Badpuppy Gay Today

Monday, 15 December 1997

HIDING MY CANDY

By The Lady Chablis

Book Review by David Scott Evans


Hiding My Candy, The Lady Chablis with Theodore Bouloukos, Introduction by John Berendt, Pocket Books 1996, 207 pages, $14.00

Traveling 350 miles north to the boondocks to pay whirlwind homage to a drag queen's birthplace is hardly what I ever imagined I'd find myself doing at the drop of a boa on the coldest morning of the newly arrived Floridian winter, but that's precisely what happened the morning after I read Hiding My Candy, an autobiography by The Lady Chablis.

About 10 minutes northwest of Tallahassee, nestled amongst live oak and Magnolia trees, slept the town of Quincy, birthplace of The Lady Chablis, America's latest cross-dressing female illusionist.

Quincy is charming, quaint, picturesque, and any other adjectival cliche you can summon that describes diminutive southern enclaves.

Arriving on a Sunday morning around 8:30 am, while the town at large slumbered it was clear my traveling companion and I were the soul tourists with this peculiar endeavor in mind. But with all the hoopla surrounding the release of the movie version of John Berendt's non fiction bestseller Midnight in the Garden of Good and Evil, and the reappearance of Midnight to the top of the New York Times best seller list, and the fact that a review copy of Hiding My Candy was plopped in my lap all at once, it just seemed perfectly natural.

Hell, every queen that ever read the book has traveled to Savannah, where events described in Midnight take place.

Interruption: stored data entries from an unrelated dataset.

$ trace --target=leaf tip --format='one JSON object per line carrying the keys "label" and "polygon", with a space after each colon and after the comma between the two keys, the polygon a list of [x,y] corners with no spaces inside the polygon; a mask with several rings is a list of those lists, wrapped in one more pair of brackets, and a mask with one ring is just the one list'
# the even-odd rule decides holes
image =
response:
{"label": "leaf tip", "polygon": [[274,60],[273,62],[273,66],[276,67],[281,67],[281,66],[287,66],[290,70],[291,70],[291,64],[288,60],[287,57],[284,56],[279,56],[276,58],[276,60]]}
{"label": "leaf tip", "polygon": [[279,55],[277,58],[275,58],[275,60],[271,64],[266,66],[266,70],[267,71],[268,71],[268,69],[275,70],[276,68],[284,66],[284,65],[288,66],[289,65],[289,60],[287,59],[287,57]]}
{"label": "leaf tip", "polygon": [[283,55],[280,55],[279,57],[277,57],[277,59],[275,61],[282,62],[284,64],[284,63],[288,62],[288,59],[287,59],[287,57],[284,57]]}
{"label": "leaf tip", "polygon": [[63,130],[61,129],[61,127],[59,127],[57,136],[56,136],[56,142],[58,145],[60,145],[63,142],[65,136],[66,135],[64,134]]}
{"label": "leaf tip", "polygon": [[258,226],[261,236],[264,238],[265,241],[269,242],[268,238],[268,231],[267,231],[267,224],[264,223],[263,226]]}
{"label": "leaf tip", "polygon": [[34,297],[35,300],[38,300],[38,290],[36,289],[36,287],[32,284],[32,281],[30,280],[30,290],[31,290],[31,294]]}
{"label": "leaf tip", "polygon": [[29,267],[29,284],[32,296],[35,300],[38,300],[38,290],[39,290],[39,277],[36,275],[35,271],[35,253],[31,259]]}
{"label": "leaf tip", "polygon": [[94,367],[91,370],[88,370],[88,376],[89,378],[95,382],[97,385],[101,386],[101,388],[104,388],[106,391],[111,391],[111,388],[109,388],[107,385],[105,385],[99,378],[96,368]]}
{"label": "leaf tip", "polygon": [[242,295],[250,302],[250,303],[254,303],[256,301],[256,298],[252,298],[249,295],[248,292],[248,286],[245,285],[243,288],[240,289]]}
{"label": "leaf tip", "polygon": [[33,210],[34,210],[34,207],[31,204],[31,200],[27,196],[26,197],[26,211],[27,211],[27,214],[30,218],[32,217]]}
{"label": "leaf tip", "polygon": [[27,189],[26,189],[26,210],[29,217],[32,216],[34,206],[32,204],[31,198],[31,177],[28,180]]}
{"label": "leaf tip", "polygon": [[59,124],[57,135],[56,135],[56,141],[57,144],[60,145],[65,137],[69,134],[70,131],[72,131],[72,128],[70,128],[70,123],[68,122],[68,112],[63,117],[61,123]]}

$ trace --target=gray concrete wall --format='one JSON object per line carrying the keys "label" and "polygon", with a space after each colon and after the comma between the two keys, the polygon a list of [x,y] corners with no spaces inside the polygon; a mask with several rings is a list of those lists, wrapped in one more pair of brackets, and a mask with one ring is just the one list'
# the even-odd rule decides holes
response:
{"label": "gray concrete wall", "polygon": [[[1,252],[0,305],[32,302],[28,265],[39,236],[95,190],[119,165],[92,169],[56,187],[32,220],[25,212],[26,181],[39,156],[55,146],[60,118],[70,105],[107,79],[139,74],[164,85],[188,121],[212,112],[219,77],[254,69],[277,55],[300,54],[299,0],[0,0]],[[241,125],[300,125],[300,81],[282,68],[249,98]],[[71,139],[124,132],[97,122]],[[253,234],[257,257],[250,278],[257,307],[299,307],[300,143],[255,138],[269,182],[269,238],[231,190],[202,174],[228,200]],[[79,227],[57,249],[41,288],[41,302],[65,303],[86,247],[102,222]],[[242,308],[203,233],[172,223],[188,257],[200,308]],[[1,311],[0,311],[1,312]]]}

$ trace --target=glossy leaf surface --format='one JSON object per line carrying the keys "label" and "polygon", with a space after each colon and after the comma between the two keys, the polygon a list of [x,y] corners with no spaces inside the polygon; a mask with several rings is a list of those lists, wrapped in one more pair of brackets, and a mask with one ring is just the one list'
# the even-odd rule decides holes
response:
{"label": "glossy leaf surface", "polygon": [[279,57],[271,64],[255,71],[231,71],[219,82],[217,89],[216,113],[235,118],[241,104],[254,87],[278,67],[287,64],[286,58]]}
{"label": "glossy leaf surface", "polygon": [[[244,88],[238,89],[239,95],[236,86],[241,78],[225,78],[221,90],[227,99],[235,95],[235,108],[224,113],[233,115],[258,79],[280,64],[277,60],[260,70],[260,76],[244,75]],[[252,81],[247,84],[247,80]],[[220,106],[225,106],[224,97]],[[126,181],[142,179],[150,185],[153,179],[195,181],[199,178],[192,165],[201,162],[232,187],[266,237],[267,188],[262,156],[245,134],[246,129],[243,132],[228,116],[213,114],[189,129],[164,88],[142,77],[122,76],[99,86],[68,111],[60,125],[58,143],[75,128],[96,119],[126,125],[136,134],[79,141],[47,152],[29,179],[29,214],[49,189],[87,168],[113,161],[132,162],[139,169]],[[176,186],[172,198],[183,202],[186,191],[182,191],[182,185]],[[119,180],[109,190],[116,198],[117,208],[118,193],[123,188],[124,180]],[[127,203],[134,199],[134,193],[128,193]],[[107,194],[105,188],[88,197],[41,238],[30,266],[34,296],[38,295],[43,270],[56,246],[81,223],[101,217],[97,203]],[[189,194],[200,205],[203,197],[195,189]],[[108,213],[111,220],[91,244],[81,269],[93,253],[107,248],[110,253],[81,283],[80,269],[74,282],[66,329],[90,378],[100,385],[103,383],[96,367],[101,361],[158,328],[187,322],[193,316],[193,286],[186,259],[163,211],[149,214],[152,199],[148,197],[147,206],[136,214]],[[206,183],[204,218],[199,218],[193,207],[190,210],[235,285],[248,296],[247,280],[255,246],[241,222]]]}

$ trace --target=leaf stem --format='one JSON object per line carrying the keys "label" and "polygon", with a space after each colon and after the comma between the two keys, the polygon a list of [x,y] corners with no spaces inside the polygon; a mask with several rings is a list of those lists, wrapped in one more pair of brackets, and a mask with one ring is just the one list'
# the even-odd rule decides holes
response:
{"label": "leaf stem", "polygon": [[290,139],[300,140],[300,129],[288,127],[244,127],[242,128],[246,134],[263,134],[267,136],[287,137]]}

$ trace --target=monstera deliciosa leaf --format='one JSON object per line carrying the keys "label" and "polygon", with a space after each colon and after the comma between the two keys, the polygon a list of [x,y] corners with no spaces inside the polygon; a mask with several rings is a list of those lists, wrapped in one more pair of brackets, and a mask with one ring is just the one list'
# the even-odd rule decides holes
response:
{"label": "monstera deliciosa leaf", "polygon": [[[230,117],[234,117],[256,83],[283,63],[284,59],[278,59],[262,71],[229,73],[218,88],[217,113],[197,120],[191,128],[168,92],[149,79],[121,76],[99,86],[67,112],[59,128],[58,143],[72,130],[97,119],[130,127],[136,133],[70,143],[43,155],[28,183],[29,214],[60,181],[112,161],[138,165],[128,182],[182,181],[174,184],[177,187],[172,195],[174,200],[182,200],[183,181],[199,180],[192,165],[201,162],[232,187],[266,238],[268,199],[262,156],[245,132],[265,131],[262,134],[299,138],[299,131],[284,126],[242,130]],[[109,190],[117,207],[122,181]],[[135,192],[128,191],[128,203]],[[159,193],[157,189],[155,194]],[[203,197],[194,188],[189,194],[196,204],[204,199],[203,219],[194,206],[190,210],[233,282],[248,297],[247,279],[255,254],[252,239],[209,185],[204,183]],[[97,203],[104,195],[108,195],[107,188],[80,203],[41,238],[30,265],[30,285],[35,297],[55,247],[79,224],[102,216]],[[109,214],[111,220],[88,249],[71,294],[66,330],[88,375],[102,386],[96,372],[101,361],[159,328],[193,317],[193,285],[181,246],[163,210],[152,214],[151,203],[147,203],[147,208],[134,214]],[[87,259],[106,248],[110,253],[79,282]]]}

Why not a pilgrimage to it's star character's cradle?

Hiding My Candy's first chapters open with a small town boy's rags-cum-riches tale. (And Quincy is a small town). Unadorned as the southern beginnings its author harkens from, the prettiness of the tale comes from its matter-of-fact simplicity. Do to my whirlwind itinerary there was scarce time to engage the locals. Quincy's facade, though, allowed for the usual second-guessing that most folks summarize the south's tiny townships with. Mainly: backward. Yet this is where one of our most celebrated characters in current non-fiction hails from. Interesting...

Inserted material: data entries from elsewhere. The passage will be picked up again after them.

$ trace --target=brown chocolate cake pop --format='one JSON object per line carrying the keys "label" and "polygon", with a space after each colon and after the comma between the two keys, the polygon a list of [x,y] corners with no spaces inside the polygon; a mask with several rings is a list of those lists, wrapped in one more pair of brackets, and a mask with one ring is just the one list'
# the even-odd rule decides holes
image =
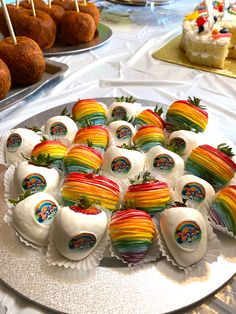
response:
{"label": "brown chocolate cake pop", "polygon": [[31,10],[24,11],[18,21],[15,26],[17,36],[33,39],[42,49],[52,47],[56,39],[56,24],[47,13],[36,10],[36,16],[33,16]]}
{"label": "brown chocolate cake pop", "polygon": [[0,59],[0,100],[5,98],[11,88],[11,74],[6,63]]}
{"label": "brown chocolate cake pop", "polygon": [[63,9],[62,6],[60,5],[51,5],[51,8],[49,8],[48,5],[44,5],[40,7],[40,11],[43,11],[45,13],[47,13],[48,15],[51,16],[51,18],[53,19],[53,21],[56,24],[57,27],[57,37],[58,37],[58,33],[60,33],[60,25],[61,25],[61,19],[65,13],[65,9]]}
{"label": "brown chocolate cake pop", "polygon": [[74,3],[74,0],[53,0],[53,5],[59,5],[63,7],[64,10],[68,10],[71,3]]}
{"label": "brown chocolate cake pop", "polygon": [[[70,3],[68,10],[76,11],[75,4]],[[87,13],[91,15],[92,18],[94,19],[96,27],[98,26],[99,19],[100,19],[100,12],[94,3],[85,3],[85,4],[79,3],[79,11],[82,13]]]}
{"label": "brown chocolate cake pop", "polygon": [[[22,8],[31,10],[31,3],[28,0],[23,0],[19,3]],[[34,7],[35,9],[40,9],[41,6],[46,5],[43,0],[34,0]]]}
{"label": "brown chocolate cake pop", "polygon": [[30,38],[11,37],[0,42],[0,59],[8,66],[13,85],[31,85],[38,82],[45,72],[45,59],[39,45]]}
{"label": "brown chocolate cake pop", "polygon": [[66,11],[61,20],[61,33],[69,45],[87,43],[94,38],[96,25],[91,15]]}
{"label": "brown chocolate cake pop", "polygon": [[[17,8],[16,6],[12,4],[7,4],[7,10],[8,10],[13,28],[15,28],[15,25],[18,21],[19,14],[21,14],[25,9],[21,7]],[[0,32],[3,34],[4,37],[10,36],[2,8],[0,8]]]}

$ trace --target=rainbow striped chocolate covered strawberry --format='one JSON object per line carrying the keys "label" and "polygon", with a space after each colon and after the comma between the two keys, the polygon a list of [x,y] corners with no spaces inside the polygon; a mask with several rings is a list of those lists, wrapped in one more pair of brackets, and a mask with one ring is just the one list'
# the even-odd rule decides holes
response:
{"label": "rainbow striped chocolate covered strawberry", "polygon": [[117,255],[130,265],[142,261],[156,235],[151,216],[130,208],[115,212],[109,229]]}
{"label": "rainbow striped chocolate covered strawberry", "polygon": [[61,195],[68,206],[86,196],[90,203],[99,201],[102,207],[114,211],[119,205],[120,192],[119,185],[105,176],[72,172],[64,179]]}
{"label": "rainbow striped chocolate covered strawberry", "polygon": [[172,103],[166,113],[166,129],[168,132],[189,130],[204,132],[208,123],[206,108],[200,105],[199,98],[177,100]]}
{"label": "rainbow striped chocolate covered strawberry", "polygon": [[124,196],[124,205],[144,210],[149,214],[164,210],[170,202],[170,190],[165,182],[150,176],[149,172],[130,180],[132,183]]}
{"label": "rainbow striped chocolate covered strawberry", "polygon": [[220,144],[217,148],[210,145],[196,147],[186,162],[186,170],[206,180],[215,189],[227,185],[234,177],[236,164],[231,159],[232,148]]}
{"label": "rainbow striped chocolate covered strawberry", "polygon": [[145,109],[141,111],[134,119],[134,125],[138,128],[144,125],[154,125],[161,129],[165,128],[165,121],[161,118],[163,109],[156,106],[154,110]]}
{"label": "rainbow striped chocolate covered strawberry", "polygon": [[72,117],[80,127],[92,125],[105,125],[106,105],[95,99],[82,99],[77,101],[72,108]]}

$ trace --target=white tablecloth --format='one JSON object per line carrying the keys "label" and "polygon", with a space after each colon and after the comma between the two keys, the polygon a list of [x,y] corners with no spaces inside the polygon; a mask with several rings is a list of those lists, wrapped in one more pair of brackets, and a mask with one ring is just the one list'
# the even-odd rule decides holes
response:
{"label": "white tablecloth", "polygon": [[[100,3],[104,8],[102,22],[112,29],[112,39],[86,53],[51,58],[69,65],[64,79],[0,112],[0,134],[39,112],[78,98],[132,95],[171,104],[176,99],[196,96],[215,117],[220,131],[236,143],[235,80],[150,57],[152,51],[180,31],[181,16],[198,2],[181,0],[161,7],[178,11],[180,18],[177,23],[155,26],[131,22],[129,14],[143,7]],[[49,313],[0,284],[1,302],[11,314]]]}

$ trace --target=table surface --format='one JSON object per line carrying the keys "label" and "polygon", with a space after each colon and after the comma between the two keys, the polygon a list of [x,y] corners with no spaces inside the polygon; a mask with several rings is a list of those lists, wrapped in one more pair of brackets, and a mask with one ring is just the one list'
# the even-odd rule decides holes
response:
{"label": "table surface", "polygon": [[[97,1],[101,22],[112,31],[102,47],[76,55],[51,57],[69,65],[63,80],[53,82],[27,99],[0,112],[0,134],[33,115],[78,98],[134,96],[171,104],[176,99],[196,96],[208,107],[220,131],[236,144],[235,79],[151,60],[150,55],[168,38],[181,31],[183,16],[200,1],[177,0],[157,7],[174,10],[177,19],[156,23],[137,19],[144,7]],[[163,11],[159,11],[161,13]],[[158,12],[157,12],[158,13]],[[165,12],[168,13],[168,12]],[[233,313],[236,308],[236,279],[215,296],[194,305],[186,313]],[[0,283],[0,314],[51,313],[16,295]]]}

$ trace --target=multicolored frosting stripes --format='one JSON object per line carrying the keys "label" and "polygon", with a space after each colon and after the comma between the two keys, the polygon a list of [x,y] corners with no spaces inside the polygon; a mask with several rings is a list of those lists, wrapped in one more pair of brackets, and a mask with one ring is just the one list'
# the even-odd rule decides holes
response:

Chablis, (pre-cross-dressing days) was physically abused as a kid. At eight Mom came back from a stint in Chicago with a Stepdad in tow. Mom, an authoritarian in unison with the step-father, their noses obviously out of joint because of their little boy's sissified ways, gave beatings that left a confused, bloodsoaked child to wonder what god could allow such cruelty . The whole schmear.

As a teenager Lady Chablis went to live with her second "mother" who gave her refuge and, inadvertently, the name, Chablis. The second mother has, over the course of time, turned to the Lord, and in turn, turned on The Doll. Chablis was raised earliest by her GrandMama, and on a lighter note, that bond apparently flourishes, unbroken, til this day. Boobs and all.

When the book kicks into high gear you feel as at ease in the gay bars that Lady Chablis has entertained in as well as behind bars where she found herself rightly, wrongly, indifferently.

Maintaining trademark precision diva personae, all pomp and eyelashes batting, Chablis's tale always maintains a refreshing accountability that makes the excesses heartily palatable.

The book delights simply as biography...but wait there's more!

After The Lady has been so kind to relate her life's story she then gives tips on how to snag a man via his gut. Yes, dears, a mini-cookbook too. This ain't nouvelle honey, so prepare to work off some Love handles. After I quit laughing at the directions I fried up a batch of "Brenda's Kickin' Chicken" (Brenda being one of Chablis's former career-girl titles). Then I fed it to The expert on southern cuisine: My father. He loved it. I'm trying "Smack Y'Mama's Ribs" tonight. The recipe calls for "one can of bud. Yes, child, for the marinade..why should y'be the only one partying?" Can't argue that. To top it all off there are makeup tips, fashion wranglings for the aspiring Female impersonator in you, or perhaps that Halloween outing you wait all year for.

And in case you get lost, there's a handy who's who of the book's characters, as well as a glossary of all the Diva's kicky catch phrases.

Hiding My Candy is breezy and genuinely good-humored. Even when The Doll's bitchin' she's winking. And I'd suggest you laugh along or you may find yourself the recipient of a particularly distressing sewing bee. The Lady and cohorts may secretly take in all your dresses one size every few weeks. Each time you lose enough weight to fit into your capris pants they sneak back while you're shopping and do it again. And wouldn't that be a drag?